Fortune outlines Lisman’s early career his return to Vermont, the start of the (so-called) 'Campaign for Vermont,' and the ongoing 'informational advertising' campaign. While the piece quotes his constantly repeated desire for "common sense ideas" to improve the state's economy, it offers few new insights into his real goals. So it’s basically same-old, same-old stuff to anyone familiar with the Campaign for Vermont.

A couple of new items do surface though.  
First, he tells Fortune that he's writing a book about his 'listening tour' that will focus on Vermont entrepreneurs. Second, he is having fun.

Man, is this fun, engaging with people who want to engage in debate or ask why one thing works and one doesn't. In the world to come, which seems pretty unpredictable, citizens need to help each other.

So in an unpredictable world citizens can count on the 'Campaign for Vermont' ads. It is all his money (apparently) and we're glad he’s having fun ... but other than $200,000 worth of ad buys that boosted the local media outlets' bottom lines, where’s this going, Bruce?  

The article links to CNN's assertion that Vermont is now one of the top ten most entrepreneurial states.
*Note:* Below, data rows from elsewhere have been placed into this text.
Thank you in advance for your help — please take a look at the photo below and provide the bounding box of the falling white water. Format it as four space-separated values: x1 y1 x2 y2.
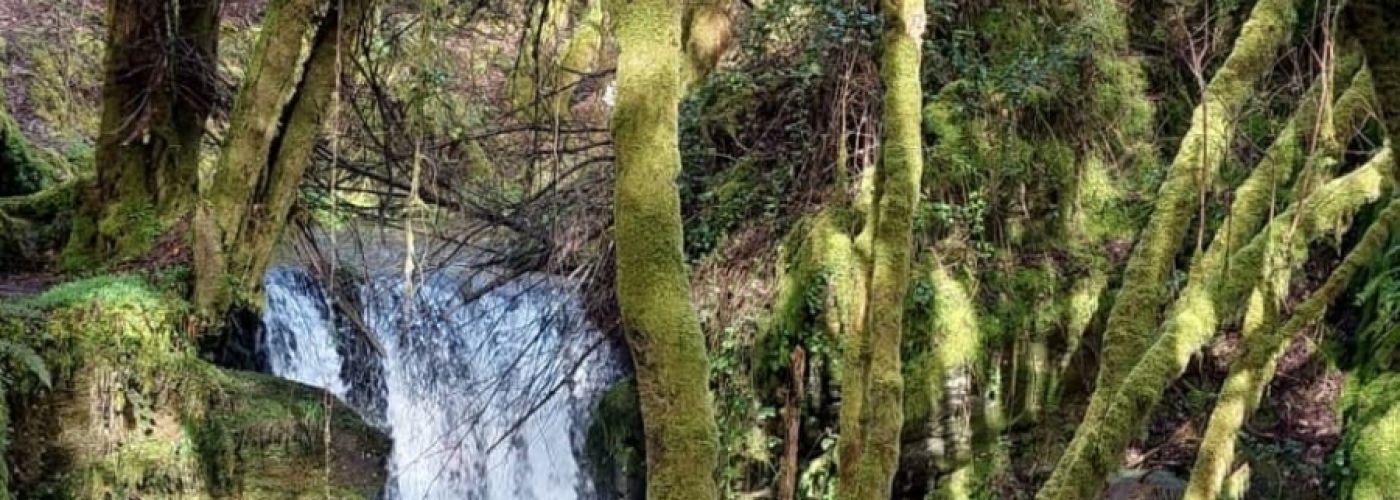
262 266 621 500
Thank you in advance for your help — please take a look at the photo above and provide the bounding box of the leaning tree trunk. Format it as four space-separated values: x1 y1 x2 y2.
609 0 721 497
64 0 221 265
836 0 924 495
1038 0 1298 496
1184 62 1376 500
194 0 369 335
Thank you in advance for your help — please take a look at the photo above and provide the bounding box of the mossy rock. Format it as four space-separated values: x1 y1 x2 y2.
1 274 389 498
0 178 85 273
0 100 58 197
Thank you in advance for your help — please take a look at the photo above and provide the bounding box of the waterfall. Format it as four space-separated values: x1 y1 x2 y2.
262 266 622 499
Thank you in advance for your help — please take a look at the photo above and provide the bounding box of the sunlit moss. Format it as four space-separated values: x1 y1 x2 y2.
1182 67 1375 499
1339 371 1400 499
1041 0 1303 494
609 0 721 495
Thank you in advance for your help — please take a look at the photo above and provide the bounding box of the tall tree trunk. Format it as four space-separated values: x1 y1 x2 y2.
609 0 720 497
64 0 221 266
836 0 924 495
194 0 369 330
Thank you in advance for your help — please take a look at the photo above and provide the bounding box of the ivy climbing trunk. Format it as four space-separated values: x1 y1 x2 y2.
65 0 221 265
608 0 720 497
1038 0 1298 496
194 0 370 332
836 0 924 495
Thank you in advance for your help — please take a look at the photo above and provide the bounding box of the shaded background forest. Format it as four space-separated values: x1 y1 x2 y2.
0 0 1398 498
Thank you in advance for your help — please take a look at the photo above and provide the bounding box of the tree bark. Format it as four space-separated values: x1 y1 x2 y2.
836 0 924 495
778 347 806 500
609 0 721 496
195 0 370 325
64 0 221 265
1348 0 1400 141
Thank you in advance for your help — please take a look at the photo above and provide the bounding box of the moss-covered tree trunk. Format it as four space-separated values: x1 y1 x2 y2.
64 0 221 266
1038 0 1298 496
836 0 924 495
608 0 720 497
194 0 369 329
1183 64 1375 500
681 0 732 87
1348 0 1400 140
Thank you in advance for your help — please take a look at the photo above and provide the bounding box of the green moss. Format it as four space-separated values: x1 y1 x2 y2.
1048 146 1392 500
609 0 721 495
1040 0 1307 493
1191 197 1400 500
0 98 55 196
836 0 924 493
761 209 861 392
1181 68 1377 499
0 274 389 498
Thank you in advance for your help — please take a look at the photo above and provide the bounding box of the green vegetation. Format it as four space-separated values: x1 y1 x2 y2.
0 274 388 498
3 0 1400 497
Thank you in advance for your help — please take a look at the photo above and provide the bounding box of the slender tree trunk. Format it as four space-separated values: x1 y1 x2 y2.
837 0 924 494
194 0 370 327
778 347 806 500
609 0 720 496
65 0 221 265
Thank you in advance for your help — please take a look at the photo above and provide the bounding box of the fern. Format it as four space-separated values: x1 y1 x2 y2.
0 338 50 389
1355 237 1400 374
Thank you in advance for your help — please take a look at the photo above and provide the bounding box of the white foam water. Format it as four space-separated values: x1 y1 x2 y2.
262 266 620 499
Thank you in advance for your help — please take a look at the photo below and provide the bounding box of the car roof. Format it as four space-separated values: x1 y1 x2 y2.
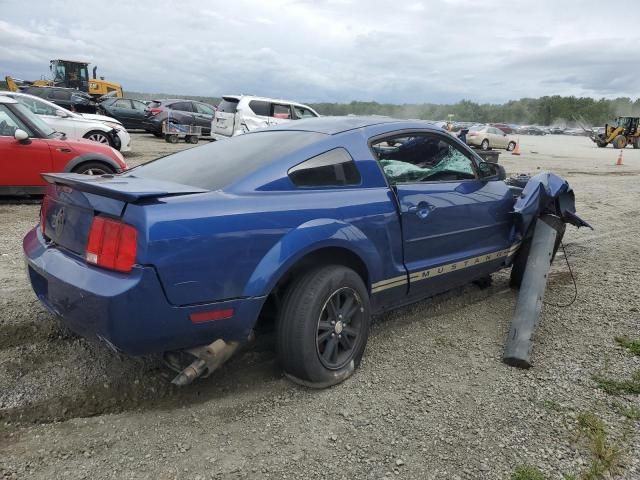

So then, what does Burlington lawyer Barbara O'Connor quoted by Fortune have in mind when she suggests:

"hopeful Lisman's private-sector experience will make Vermont a place where new businesses are welcome."

The 'Campaign for Vermont'  ads have been critical of the (Democratic) status quo on property taxes, energy policy and the state health care plan. Thus it is hardly surprising that

Fortune reports: Some Vermonters question the group's true purpose, and local press has portrayed Lisman as a fiscal conservative looking to take on the state's incumbent Democrats. But Lisman insists CFV is nonpolitical (though its structure is the same one used by Karl Rove and others) [sure quacks like a duck] and that he does not plan to run for office.

So what's this Wall Street moneyman’s 501 (c)(4) duck up to? Or What are the moneyman and his duck running for? No one is letting on knows but "Man this is fun" says Bruce.